Seattle spending $500,000 to re-key lock boxes after burglaries

SEATTLE — Cops say they’ve got at least one of the suspects in a rash of Seattle apartment burglaries.

Exactly how the suspect got inside now has the Seattle Fire Department investigating, too.

KNOX BOX BURGLARIESIt has to do with a device called Knox box, sort of like Fort Knox.  You find them on apartment and commercial buildings as they’re required by law.

Inside the small, wall-mounted safe you’ll find master keys to the building, but they’re supposed to only be accessible to Seattle firefighters in case of an emergency.

Somehow, a burglar got his hands on a key of his own.

Seattle police say 42-year-old Norman Bottem also had a key even though he’s never worked for the Fire Department.

Investigators say Bottem burglarized a minimum of three Seattle apartment buildings since April.

Surveillance video led to Bottem’s arrest.

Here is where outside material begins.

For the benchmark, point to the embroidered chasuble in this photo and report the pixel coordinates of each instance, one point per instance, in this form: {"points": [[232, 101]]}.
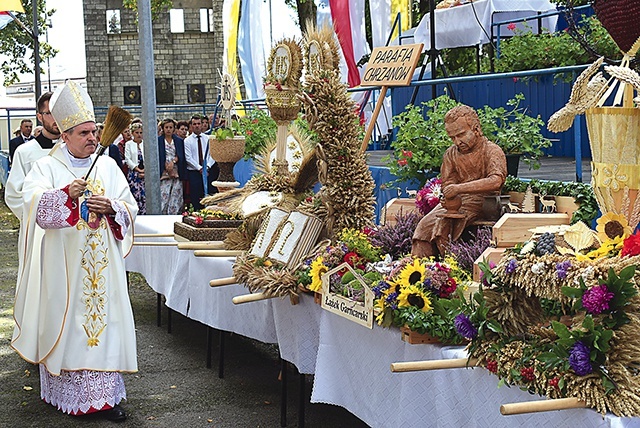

The Seattle Fire Department says as many as 40 other Knox boxes throughout the city have been compromised.

Residents at the burgled apartments say it’s time to re-think the lock-and-key security.

“Maybe it’s time to replace it with something more robust,” said Bryce Roche. “Clearly it’s not working.”

Bottem has lengthy criminal history ranging from felony burglary to misdemeanor drug possession.

He was out on $10,000 bail after pleading guilty to first-degree theft, but now he’s back in the King County Jail.

Now SFD is spending some $500,000 to re-key all of the Knox boxes across the city.